The crowd at Los Angeles Stadium had barely finished celebrating when the panic set in.
The USA had just torn Paraguay apart 4-1 in one of the most electric World Cup openers in recent memory. Flags were waving. Fans were singing. The American football dream — the one everyone in this country has been building toward for years — felt gloriously, breathlessly real.
And then Christian Pulisic didn’t come out for the second half.
The man who was supposed to lead this golden generation into history — the player some dare call America’s greatest ever — walked down the tunnel at halftime, and nobody quite knew why. The stadium fell quiet in a way no scoreline could explain.
“We’re hoping it’s nothing,” said coach Mauricio Pochettino, choosing words that did absolutely nothing to calm anyone’s nerves.
It had started so perfectly. The USA roared out of the blocks, an own goal from Paraguayan midfielder Damian Bobadilla arriving as early as the sixth minute — a gift that the partisan LA crowd took as a sign from the football gods themselves. Paraguay tried to fight back, showing early spirit, but the USA were simply too hungry, too sharp, too ready for this moment.
By the time the half-time whistle blew, it was already a statement. But when Pulisic didn’t reappear, the statement became complicated.

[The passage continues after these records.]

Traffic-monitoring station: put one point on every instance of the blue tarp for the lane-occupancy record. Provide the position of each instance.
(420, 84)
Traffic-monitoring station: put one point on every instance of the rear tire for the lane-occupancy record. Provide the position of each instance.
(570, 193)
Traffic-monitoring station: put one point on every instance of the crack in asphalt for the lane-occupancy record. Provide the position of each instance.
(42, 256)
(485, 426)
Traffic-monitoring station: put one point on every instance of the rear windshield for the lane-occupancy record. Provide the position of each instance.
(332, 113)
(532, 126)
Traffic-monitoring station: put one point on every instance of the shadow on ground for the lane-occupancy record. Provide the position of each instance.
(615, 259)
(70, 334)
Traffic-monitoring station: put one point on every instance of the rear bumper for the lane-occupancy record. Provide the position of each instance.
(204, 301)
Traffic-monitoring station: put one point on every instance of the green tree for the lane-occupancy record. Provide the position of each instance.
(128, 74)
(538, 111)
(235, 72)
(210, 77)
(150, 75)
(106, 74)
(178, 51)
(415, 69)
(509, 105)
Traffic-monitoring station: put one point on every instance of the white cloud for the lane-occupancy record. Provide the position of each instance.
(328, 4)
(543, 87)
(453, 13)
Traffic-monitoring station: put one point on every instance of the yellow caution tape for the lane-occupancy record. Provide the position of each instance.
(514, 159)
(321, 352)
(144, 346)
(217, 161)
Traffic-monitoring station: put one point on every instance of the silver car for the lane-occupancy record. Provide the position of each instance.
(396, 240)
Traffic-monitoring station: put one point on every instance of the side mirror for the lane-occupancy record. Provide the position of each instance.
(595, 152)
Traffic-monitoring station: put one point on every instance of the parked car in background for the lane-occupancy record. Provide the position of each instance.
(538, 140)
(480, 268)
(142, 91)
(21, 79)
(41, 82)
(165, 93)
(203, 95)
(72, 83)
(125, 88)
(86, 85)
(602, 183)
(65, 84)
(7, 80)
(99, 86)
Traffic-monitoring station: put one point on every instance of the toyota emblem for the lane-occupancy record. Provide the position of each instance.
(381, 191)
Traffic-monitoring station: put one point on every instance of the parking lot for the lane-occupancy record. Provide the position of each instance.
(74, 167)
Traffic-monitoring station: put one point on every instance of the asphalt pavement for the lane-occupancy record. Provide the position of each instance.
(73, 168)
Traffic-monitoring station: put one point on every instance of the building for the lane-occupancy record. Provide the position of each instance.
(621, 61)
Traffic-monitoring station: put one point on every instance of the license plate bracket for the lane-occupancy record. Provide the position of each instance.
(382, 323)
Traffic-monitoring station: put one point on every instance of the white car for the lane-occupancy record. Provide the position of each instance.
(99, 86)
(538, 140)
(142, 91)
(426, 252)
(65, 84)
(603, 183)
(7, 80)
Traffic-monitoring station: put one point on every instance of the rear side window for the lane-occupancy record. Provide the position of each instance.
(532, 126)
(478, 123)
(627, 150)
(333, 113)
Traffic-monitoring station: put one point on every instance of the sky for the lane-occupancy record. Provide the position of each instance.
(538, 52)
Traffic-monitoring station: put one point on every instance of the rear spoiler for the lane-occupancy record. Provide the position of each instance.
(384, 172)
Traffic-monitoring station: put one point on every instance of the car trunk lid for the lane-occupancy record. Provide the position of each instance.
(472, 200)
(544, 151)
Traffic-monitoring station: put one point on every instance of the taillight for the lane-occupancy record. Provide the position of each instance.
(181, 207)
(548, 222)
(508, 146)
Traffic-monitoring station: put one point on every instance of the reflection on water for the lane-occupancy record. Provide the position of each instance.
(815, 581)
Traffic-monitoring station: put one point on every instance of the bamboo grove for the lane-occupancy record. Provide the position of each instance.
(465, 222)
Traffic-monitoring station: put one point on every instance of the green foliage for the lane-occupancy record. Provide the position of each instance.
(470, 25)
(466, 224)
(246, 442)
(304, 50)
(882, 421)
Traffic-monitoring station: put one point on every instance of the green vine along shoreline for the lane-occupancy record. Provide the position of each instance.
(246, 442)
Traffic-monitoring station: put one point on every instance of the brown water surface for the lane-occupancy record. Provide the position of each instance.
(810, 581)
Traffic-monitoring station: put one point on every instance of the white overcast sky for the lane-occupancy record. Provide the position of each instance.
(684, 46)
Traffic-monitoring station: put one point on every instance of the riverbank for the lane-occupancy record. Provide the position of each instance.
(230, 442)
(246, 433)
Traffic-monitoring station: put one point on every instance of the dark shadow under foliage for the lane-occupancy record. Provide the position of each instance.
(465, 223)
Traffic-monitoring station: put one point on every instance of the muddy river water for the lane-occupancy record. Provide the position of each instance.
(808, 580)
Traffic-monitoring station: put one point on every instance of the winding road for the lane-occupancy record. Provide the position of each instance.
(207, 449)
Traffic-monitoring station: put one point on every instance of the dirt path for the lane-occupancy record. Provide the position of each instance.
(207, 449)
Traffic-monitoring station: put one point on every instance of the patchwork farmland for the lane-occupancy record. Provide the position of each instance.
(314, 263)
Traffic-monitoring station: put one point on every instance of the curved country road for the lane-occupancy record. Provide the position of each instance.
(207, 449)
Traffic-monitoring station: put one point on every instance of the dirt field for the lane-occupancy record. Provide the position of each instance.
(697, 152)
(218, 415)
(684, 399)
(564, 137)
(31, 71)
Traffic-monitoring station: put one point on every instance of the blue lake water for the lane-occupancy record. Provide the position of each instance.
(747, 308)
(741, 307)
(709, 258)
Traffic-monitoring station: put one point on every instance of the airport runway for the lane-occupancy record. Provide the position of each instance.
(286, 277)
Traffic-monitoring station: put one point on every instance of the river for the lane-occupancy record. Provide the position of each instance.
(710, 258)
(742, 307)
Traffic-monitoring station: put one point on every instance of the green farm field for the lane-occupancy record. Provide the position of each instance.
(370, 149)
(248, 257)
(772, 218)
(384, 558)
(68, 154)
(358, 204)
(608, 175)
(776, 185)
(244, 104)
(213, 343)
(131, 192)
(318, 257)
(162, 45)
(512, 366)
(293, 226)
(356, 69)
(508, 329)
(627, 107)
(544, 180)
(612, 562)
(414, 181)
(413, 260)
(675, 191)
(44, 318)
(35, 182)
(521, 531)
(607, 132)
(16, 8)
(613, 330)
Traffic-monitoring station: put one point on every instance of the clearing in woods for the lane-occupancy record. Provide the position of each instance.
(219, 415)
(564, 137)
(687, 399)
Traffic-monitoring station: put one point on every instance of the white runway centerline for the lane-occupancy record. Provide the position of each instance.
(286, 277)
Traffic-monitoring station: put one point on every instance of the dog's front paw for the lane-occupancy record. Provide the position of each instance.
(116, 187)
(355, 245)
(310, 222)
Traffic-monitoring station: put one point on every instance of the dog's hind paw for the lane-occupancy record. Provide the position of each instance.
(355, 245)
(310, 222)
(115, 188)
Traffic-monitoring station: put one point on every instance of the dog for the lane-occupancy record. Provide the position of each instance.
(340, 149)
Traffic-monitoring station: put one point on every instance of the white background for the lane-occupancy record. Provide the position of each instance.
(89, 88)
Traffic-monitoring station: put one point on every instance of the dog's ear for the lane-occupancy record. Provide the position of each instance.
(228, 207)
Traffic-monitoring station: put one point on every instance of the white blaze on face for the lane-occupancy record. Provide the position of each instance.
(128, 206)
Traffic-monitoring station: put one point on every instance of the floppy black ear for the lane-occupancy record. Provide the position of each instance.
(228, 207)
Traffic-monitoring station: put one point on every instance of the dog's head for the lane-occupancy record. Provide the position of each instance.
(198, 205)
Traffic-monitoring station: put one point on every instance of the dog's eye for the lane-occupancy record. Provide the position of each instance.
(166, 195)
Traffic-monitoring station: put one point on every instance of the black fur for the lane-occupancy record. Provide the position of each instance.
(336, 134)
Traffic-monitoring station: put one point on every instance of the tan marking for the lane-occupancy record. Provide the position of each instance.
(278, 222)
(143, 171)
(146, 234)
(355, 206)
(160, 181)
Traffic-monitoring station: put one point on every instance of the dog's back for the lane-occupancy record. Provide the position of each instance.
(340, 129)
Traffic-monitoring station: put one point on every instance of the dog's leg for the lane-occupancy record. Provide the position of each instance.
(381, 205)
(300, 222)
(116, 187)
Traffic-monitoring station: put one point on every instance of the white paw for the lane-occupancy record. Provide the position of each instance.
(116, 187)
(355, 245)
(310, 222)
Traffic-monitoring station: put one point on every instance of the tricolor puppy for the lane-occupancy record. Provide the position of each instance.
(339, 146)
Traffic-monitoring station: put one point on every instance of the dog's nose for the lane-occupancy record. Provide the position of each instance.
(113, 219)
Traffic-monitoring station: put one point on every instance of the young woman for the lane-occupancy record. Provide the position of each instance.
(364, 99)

Pochettino has confirmed the 27-year-old is being assessed ahead of the USA’s next group game against Australia on June 19. Six days. Six days to find out whether the heart of this American team is still beating at full strength.
The tournament is three days old and already it has delivered its first genuine crisis storyline. This is the World Cup. It never lets you rest.
What happens next: USA face Australia on June 19 in Seattle. If Pulisic misses that game, expect this story to dominate every front page in North America. Watch this space.